I would have done the same once,
far too shy for small talk and small rooms:
a better fit
for a harbor of branches,
of pine straw and damp earth.
They were already hanging,
suspended like sloths,
when their mom called out:
“Guys! Be careful there!”

We don’t have kids.
No boys had ever swung
in the giant tree before,
and for me it lived
respectfully apart, an elder,
with a twin on the north side,
keeping the house between them
as a kind of indulgence.

When we turned to look
I noticed one limb
had torn from the trunk,
some way up —
a narrow elliptical scar
the color of country cream,
the scales of the arm less bright,
no longer that rich orange-gray
ponderosas get.
An old injury. Who knows how long?

Apparently you can take an injury
like that through the seasons,
through one summer after another
until it is almost hidden
by new, reluctant growth,
by weather,
by the furrows
and the plates of age.

Mountain Mahogany Song


Got up, put on my jeans and winter boots
black coffee in hand, a toasted bagel,
chose an old plaid shirt, left the Irish suit
to visit the gray men on the western hill
sitting side to side, knee high, tip to root
from the weathered overlook above the well;
couldn’t tell if they were dead or fast asleep
— they said, it’s just the company we keep.


Who keeps you warm on February nights?
Who dresses you, they said, when you turn in
because Adeline came by, by candlelight
asking for something comfortable to spin;
she took our branches (she was so polite!),
stripped bark, soaked them in the stream and cut them thin,
sat on the banks among the cottonwood leaves
handmade a mantle with an airtight weave,

filled gaps with green moss from your steep ravine
where it’s growing in the death camas and quartz,
the wild onion, the mountain columbine;
— you know, you strike us as a sensible sort
as smart as any human that we’ve seen
but you forget us and your heart distorts
what’s true: you’ll sleep through soft winds and our storms
but it’s Adeline’s coat that keeps you warm.

It’s Adeline’s coat that comforts you they said
and Adeline who whispers in your ear
for all the baseboard heaters by your bed
your walls and windows, how the drapes appear;
it’s not really that she loves you but instead
she loves the wilderness, the salmon weir
she needs near everything that lives and breathes:
you asleep, our seedlings in their quiet sleeves.

And who feeds you on February nights?
You’ll say groceries from the local store,
you’ll say the deli or the buffet, right?
We’ll say the hawk, the mule deer, and what’s more
the lonely kestrel in her sober flight,
old ways, old rock, old pathways you’ll explore;
trust me — they’re never hungry in these hills, but
in exchange the deer, the deer, are eating us.
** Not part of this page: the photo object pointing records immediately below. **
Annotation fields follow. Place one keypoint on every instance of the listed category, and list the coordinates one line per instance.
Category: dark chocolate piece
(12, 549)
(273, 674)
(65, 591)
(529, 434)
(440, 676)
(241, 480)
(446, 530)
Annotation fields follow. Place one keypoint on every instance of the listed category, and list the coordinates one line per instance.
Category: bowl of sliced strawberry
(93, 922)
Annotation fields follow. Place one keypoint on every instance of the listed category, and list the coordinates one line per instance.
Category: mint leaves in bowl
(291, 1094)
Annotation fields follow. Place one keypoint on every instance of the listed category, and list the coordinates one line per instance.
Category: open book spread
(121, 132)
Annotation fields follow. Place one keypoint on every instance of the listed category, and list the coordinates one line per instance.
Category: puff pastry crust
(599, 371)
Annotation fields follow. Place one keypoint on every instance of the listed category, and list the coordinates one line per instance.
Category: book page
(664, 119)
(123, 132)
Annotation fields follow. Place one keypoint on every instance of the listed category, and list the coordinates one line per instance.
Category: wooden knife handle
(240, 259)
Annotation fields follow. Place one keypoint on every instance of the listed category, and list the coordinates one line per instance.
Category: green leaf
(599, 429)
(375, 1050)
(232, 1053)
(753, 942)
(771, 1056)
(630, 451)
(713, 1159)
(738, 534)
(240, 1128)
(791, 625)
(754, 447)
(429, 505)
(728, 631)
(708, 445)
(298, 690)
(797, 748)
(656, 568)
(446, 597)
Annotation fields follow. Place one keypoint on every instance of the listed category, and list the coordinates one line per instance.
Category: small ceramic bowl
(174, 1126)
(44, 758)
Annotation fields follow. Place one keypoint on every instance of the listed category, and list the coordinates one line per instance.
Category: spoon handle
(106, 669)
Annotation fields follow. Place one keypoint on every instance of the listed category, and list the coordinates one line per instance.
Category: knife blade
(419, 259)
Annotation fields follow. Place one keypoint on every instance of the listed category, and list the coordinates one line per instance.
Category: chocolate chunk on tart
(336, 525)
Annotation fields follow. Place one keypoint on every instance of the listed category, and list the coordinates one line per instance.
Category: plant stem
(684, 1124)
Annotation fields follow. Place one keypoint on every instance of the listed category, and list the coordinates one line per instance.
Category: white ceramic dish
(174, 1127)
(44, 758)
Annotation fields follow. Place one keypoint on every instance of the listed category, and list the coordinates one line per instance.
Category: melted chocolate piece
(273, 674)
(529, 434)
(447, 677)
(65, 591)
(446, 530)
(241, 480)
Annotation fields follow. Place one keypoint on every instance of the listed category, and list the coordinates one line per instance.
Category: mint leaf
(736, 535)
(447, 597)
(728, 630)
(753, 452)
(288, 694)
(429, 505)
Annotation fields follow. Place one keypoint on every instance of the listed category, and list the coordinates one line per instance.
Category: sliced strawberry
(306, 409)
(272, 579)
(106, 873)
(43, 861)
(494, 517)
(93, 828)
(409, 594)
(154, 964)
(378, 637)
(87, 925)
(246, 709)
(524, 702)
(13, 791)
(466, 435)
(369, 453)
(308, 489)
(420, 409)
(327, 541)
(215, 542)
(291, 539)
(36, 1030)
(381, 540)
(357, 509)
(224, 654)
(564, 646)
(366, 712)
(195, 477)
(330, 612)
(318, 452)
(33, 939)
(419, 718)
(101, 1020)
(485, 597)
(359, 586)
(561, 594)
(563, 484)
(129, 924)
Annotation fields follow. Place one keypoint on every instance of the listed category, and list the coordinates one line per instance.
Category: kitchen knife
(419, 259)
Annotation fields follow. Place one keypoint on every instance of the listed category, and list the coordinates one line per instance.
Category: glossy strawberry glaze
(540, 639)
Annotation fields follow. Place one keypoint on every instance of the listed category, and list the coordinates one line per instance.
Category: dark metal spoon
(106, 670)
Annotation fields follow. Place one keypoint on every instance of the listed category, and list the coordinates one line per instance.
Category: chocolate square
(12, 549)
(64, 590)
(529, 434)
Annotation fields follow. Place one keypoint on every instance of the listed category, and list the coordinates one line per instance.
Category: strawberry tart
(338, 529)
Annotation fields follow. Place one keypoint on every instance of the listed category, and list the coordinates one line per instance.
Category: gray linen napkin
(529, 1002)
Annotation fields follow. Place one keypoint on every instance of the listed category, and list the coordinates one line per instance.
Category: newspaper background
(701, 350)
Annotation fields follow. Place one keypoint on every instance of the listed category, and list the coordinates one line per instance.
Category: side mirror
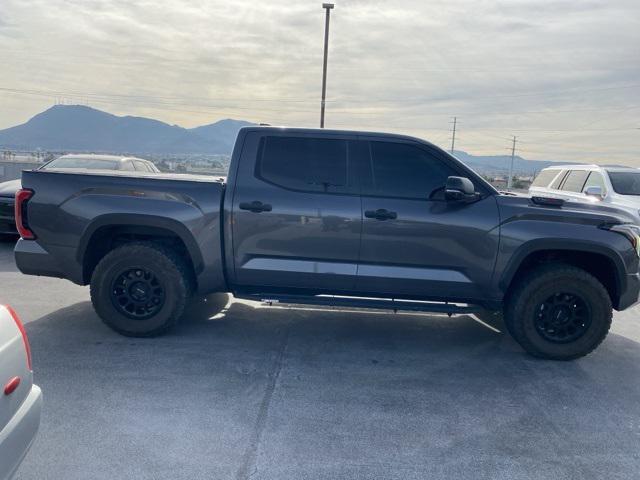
(594, 191)
(459, 189)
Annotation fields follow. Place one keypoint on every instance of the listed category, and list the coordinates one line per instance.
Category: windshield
(83, 162)
(625, 183)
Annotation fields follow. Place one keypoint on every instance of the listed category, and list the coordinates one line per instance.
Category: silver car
(616, 186)
(20, 399)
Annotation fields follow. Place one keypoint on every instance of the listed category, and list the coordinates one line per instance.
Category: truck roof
(113, 158)
(328, 131)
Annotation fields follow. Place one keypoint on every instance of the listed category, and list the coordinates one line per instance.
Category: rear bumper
(631, 295)
(32, 259)
(17, 436)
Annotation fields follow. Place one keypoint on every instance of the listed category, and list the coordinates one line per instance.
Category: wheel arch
(111, 230)
(599, 260)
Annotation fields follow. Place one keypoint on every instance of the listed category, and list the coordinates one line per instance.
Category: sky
(563, 76)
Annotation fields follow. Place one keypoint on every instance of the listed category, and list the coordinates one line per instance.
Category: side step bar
(360, 302)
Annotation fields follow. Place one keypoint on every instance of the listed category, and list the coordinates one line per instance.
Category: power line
(513, 154)
(453, 137)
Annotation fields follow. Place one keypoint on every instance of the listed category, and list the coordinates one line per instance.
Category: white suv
(617, 186)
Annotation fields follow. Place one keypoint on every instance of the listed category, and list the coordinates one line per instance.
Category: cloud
(564, 76)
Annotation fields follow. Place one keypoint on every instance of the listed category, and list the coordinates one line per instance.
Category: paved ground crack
(248, 464)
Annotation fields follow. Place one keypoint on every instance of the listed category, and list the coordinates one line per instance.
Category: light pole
(327, 7)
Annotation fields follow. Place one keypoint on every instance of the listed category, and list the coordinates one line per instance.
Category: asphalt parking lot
(244, 391)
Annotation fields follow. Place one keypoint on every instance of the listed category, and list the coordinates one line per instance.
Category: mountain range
(81, 128)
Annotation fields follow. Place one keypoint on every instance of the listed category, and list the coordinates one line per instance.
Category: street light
(328, 7)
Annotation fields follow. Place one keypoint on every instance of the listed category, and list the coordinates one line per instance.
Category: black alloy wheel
(562, 318)
(137, 293)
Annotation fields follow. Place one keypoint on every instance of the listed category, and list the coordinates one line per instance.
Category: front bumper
(631, 295)
(7, 215)
(17, 436)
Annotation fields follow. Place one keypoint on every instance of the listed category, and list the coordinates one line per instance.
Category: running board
(360, 302)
I left them where I was sitting on the ridge,
picked up my cup and started down the slope
across a narrow stream along the bridge,
climbed the rise, sure-footed as an antelope
glanced back at the shrubs, a long gray carriage:
a train of gray men tethered on a rope
one, green hands turned up, like a woodland friar
in ancient prayer beside a woodland fire.